Exposing a workflow as a tool is the most powerful pattern in Anyreach. The workflow can do anything — call APIs, run code, branch on AI — and return a result the agent uses.

<Steps>
  <Step title="Build and publish a workflow">
    See [the workflow builder tour](/workflows/builder-tour). The workflow's input schema becomes the tool's parameter schema.
  </Step>

  <Step title="Add it to the agent">
    Abilities → Add tool → **Workflow**. Pick the workflow and a published version (or "latest published").
  </Step>

  <Step title="Map parameters">
    The workflow's input fields appear as tool parameters. Edit names and descriptions if you want them to read better to the LLM.
  </Step>

  <Step title="Decide on output handling">
    The workflow's output is returned to the agent. Decide whether the agent should speak the result verbatim, summarize it, or use it silently to inform the next turn.
  </Step>
</Steps>

### Example: look up an order

Workflow input: `order_number: string` → HTTP step calls your order API → Output step returns `{ status, ship_date, items }`.

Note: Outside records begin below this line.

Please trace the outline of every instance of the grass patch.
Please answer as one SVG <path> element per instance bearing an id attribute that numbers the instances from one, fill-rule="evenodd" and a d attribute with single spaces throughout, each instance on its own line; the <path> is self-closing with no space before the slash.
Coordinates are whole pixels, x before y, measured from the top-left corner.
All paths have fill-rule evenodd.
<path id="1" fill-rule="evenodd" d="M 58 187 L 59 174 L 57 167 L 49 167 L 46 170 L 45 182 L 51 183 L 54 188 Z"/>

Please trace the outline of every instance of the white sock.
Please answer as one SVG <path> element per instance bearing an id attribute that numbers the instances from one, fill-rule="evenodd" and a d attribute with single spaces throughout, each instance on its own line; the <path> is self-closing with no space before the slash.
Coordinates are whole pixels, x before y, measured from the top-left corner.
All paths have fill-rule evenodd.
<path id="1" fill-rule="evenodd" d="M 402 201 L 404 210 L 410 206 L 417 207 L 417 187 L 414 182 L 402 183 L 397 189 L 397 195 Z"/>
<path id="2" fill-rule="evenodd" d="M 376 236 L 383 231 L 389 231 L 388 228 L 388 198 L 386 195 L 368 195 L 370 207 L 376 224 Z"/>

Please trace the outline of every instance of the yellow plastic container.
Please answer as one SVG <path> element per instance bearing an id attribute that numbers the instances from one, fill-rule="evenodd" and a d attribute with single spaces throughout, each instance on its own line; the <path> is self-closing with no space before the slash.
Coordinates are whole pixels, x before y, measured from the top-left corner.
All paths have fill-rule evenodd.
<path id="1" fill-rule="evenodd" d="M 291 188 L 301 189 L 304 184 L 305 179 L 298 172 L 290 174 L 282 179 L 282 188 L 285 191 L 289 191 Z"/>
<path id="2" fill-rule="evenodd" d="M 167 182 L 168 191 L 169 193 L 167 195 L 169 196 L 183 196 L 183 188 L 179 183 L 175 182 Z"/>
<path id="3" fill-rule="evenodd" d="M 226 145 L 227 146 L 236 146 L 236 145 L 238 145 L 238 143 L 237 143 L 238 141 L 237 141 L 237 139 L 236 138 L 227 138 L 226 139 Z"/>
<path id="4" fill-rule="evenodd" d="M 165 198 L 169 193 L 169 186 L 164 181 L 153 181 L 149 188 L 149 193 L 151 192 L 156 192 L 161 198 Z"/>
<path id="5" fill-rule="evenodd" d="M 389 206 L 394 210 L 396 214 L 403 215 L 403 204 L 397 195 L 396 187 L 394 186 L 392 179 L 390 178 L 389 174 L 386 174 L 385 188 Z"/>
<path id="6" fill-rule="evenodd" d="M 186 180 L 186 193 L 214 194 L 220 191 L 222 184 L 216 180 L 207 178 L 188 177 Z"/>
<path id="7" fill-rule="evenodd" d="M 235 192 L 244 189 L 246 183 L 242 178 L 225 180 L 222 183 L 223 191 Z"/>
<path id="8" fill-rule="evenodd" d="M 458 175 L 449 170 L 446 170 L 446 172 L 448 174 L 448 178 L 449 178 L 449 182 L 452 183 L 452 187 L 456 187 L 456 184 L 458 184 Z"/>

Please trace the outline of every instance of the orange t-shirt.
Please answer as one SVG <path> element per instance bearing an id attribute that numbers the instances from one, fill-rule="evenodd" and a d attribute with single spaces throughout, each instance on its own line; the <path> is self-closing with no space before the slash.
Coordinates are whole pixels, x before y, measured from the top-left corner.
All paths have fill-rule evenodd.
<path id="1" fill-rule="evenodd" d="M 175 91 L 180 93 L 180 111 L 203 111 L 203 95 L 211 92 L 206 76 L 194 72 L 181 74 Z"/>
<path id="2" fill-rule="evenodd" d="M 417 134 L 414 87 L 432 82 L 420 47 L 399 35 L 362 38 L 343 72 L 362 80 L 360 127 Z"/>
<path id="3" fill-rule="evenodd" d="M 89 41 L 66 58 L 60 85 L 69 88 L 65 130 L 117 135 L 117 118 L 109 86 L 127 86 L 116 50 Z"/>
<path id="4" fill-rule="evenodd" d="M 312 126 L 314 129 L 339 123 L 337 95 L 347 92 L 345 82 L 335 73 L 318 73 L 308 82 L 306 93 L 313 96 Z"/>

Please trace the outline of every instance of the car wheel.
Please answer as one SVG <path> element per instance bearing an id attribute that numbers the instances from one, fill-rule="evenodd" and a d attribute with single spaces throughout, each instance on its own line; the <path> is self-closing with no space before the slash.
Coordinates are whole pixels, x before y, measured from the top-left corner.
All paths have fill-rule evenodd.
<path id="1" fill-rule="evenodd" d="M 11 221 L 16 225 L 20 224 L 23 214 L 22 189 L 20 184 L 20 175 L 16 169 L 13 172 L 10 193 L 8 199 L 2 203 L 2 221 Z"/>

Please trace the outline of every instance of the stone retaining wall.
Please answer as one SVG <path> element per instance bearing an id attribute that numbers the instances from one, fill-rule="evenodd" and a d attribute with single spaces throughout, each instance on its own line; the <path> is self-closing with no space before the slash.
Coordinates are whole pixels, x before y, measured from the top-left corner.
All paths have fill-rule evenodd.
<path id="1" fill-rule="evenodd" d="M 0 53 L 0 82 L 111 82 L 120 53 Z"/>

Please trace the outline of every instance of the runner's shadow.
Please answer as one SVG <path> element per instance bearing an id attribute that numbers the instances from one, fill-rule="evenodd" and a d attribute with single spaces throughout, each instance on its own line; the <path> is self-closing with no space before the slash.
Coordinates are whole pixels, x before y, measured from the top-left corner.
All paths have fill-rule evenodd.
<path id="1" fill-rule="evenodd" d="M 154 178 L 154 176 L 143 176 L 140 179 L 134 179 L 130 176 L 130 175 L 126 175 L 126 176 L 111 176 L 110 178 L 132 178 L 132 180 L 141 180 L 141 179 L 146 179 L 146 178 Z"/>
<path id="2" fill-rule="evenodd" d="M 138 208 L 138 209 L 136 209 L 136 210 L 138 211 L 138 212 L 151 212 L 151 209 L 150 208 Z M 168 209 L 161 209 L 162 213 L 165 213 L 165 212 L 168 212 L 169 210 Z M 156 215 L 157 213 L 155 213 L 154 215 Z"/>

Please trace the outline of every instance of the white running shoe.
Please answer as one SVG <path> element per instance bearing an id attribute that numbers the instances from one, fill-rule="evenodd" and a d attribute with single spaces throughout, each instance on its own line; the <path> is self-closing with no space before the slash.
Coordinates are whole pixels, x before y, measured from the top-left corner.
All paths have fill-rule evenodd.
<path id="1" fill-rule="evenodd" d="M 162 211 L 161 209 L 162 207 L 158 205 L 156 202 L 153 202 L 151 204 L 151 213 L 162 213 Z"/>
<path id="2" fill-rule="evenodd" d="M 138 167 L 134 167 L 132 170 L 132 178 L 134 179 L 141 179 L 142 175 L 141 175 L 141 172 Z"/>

In the agent prompt, instruct: *"When a caller asks about their order, ask for their order number, then call `lookup_order`. Tell them the status and shipping date."*

The LLM will fill `order_number` from the conversation, invoke the tool, get the result, and weave it into a natural response.

## Knowledge base tools

Even though knowledge bases are queried implicitly when attached to an agent, an explicit `knowledge_base` tool is useful when:

* You have multiple KBs and want the LLM to choose between them
* You want the agent to *announce* it's looking something up ("Let me check on that...")
* You want different `top_n` values for different question types

Configuration:

| Field        | Purpose                                                                  |
| ------------ | ------------------------------------------------------------------------ |
| `dataset_id` | Which KB to query                                                        |
| `query`      | Expression that builds the search query (often `${last user utterance}`) |
| `top_n`      | How many chunks to retrieve. Default `5`                                 |

## Error handling

Set `actions_on_error` for any tool that can fail. A common pattern:

```
actions: [workflow → lookup_crm_record]
actions_on_error: [play_message("I'm having trouble looking that up — let me get a human.")]
                  [cold_transfer("+1555...")]
```

Without this, a workflow failure produces an awkward silence.

## Limits

* An agent can have many tools, but each tool's description is in the system prompt at every turn. More than \~15 tools tends to dilute selection accuracy.
* Workflow tools have a soft latency budget of \~2-3 seconds before the caller notices a pause. Use `play_message` to fill silence on slower workflows.